Navy and Air Force planners papered over their modernization trap by concocting two virtual development out-year programs-the Air Force's multirole fighter (MRF) and the Navy's advanced strike aircraft. In 1993, the new civilian leadership merrily walked into the trap by determining the obvious (separate tactical aviation modernization programs by each service were not "affordable"), canceling the two non-existent programs and replacing them with the joint advanced strike technology (JAST) program that mutated into the JSF.
The problem was that each service had very different requirements. The Air Force wanted 1,763 cheap bombing trucks to replace F-16s and A-10s; the Navy wanted 480 "first day-of-the-war" deep-strike stealth bombers to compete with the Air Force in strategic bombing; and the Marines, still haunted by the ghosts of Admiral Frank Jack Fletcher and Guadalcanal, wanted to replace aging Harriers and conventional F/A-18s with 609 short takeoff vertical landing (STOVL) JSFs that will operate from big-deck amphibious assault ships if need be.
The promises of acquisition reform are not materializing, and the JSF is sinking into the familiar swamp of cost growth and schedule slippage that usually precede a performance shortfall. On 8 February 1999, for example, Defense Daily reported that Lockheed Martin's X-35 was facing $200 million in cost growth; Boeing had fundamentally redesigned its X-32 contender only 18 months before it was scheduled to fly. In March 1999, the Congressional Budget Office reported to the Senate Armed Services Committee that JSF costs might be underestimated by as much a 50%; in March 2000, the General Accounting Office told Congress the development program should be lengthened to reduce technical/cost risks: "To allow the JSF to proceed as planned-without maturing critical technologies-would perpetuate conditions that have led to cost growth and schedule delays in many prior DoD weapons system acquisition programs."
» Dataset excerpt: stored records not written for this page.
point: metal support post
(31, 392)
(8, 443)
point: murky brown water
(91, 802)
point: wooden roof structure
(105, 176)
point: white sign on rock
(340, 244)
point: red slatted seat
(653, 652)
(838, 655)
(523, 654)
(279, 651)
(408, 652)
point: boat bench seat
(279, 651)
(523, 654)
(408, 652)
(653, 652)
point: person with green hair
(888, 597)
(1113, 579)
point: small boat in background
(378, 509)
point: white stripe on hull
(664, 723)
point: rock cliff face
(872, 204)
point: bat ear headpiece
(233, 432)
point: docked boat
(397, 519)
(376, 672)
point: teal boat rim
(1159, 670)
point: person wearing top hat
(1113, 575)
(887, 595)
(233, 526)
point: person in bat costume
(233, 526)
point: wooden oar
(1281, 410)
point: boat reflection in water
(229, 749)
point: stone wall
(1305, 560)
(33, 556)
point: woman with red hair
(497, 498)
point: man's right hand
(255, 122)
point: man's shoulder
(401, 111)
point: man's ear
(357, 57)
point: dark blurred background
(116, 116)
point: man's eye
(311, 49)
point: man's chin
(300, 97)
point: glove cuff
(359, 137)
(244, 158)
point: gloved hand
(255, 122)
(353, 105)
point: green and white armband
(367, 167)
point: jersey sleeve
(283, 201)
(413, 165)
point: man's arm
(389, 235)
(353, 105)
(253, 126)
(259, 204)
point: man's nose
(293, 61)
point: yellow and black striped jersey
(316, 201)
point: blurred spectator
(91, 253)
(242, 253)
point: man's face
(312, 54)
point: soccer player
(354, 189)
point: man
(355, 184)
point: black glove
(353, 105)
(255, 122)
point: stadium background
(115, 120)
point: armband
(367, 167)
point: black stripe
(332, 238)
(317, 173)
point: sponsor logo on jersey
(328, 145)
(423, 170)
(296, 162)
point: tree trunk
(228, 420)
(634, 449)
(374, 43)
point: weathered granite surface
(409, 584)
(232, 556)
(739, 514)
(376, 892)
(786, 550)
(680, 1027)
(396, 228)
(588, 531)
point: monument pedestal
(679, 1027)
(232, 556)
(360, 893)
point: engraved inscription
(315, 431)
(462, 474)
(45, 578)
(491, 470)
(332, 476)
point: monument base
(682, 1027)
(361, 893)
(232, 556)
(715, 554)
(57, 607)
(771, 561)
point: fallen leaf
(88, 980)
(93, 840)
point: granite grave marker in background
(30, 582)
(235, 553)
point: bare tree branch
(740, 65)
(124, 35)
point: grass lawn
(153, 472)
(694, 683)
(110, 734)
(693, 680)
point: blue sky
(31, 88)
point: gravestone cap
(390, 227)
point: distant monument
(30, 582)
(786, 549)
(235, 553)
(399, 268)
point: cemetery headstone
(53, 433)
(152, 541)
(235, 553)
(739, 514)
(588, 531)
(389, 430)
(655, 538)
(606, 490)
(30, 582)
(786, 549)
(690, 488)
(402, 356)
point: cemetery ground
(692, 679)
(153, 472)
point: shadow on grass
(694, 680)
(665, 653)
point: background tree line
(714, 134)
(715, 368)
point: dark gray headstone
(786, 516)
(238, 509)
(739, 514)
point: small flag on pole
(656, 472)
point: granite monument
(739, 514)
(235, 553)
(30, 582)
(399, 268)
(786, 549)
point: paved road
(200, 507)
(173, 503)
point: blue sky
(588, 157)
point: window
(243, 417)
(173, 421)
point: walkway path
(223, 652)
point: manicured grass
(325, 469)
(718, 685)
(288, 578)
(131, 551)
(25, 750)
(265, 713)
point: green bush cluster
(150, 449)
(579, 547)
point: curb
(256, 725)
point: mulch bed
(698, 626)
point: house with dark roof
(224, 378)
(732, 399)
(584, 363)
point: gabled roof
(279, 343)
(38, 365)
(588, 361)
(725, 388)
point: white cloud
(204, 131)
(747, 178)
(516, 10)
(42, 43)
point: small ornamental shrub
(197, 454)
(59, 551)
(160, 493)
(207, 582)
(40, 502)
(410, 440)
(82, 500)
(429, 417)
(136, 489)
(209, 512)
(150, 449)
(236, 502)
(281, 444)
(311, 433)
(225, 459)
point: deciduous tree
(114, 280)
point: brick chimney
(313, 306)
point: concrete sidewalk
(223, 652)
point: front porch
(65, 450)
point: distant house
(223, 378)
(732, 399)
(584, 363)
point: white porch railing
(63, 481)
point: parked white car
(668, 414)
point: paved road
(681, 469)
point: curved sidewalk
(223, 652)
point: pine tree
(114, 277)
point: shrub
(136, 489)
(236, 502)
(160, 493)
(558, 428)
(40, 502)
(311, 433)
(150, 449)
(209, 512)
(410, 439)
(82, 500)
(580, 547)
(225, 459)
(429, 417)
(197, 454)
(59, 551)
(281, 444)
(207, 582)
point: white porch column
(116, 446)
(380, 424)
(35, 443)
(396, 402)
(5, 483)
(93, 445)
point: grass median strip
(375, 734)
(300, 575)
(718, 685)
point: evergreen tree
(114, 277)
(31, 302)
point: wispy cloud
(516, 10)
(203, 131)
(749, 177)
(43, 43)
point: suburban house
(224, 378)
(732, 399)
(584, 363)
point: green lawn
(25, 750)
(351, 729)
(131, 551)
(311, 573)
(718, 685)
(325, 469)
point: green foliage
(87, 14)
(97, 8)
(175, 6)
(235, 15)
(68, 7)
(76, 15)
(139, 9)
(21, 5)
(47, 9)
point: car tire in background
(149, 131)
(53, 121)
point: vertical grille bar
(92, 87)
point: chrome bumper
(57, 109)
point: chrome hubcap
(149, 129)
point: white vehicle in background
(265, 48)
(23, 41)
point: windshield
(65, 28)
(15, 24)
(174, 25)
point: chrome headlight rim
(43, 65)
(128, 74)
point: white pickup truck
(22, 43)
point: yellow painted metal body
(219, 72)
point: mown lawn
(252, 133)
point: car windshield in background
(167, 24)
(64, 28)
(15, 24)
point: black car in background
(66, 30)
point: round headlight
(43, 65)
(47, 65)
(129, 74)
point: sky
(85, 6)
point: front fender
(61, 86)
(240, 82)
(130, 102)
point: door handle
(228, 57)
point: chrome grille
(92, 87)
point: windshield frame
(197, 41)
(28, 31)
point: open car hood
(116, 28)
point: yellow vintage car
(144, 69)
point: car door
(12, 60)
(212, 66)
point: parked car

The GAO claims DoD restructured the program so that the EMD decision will be made with even less information than originally planned, and the program has migrated toward the traditional practice of developing technologies and products concurrently. It is important to remember that the X-32 and X-35 JSF demonstrators are even more limited as concept demonstrators than was the YF-22, so the risks created by concurrency could be even greater. The winner of the JSF "competition" will be determined by a flyoff demonstrating only low-speed handling, STOVL capability, and producibility with at least 70% parts commonality; the YF-22 supersonic cruise demonstrator demonstrated aerodynamics of high-speed, high-G maneuvering, and high alpha, low-speed maneuvering in mock dogfights.
A JSF spokeswoman acknowledged that the program office is preparing contractual language that would permit contractors to spend their own money on JSF-even though such a contract might be illegal under 31 U.S.C. 1342, which is a felony statute carrying a sanction of a $5,000 fine and two years in prison.
Air Force, Navy, and Marine Corps tactical fighter forces are in a pickle-a problem exacerbated by F-16 and F/A-18C structural problems. Perhaps it is time for introspection. We created TacAir house of cards with expedient decisions to rush the F-22 and F/A-18E/F into development, and we have wasted almost a decade chasing the engineering equivalent of a free lunch.
Mr. Spinney, a former Air Force officer, has worked in the Office of the Secretary of Defense since 1977.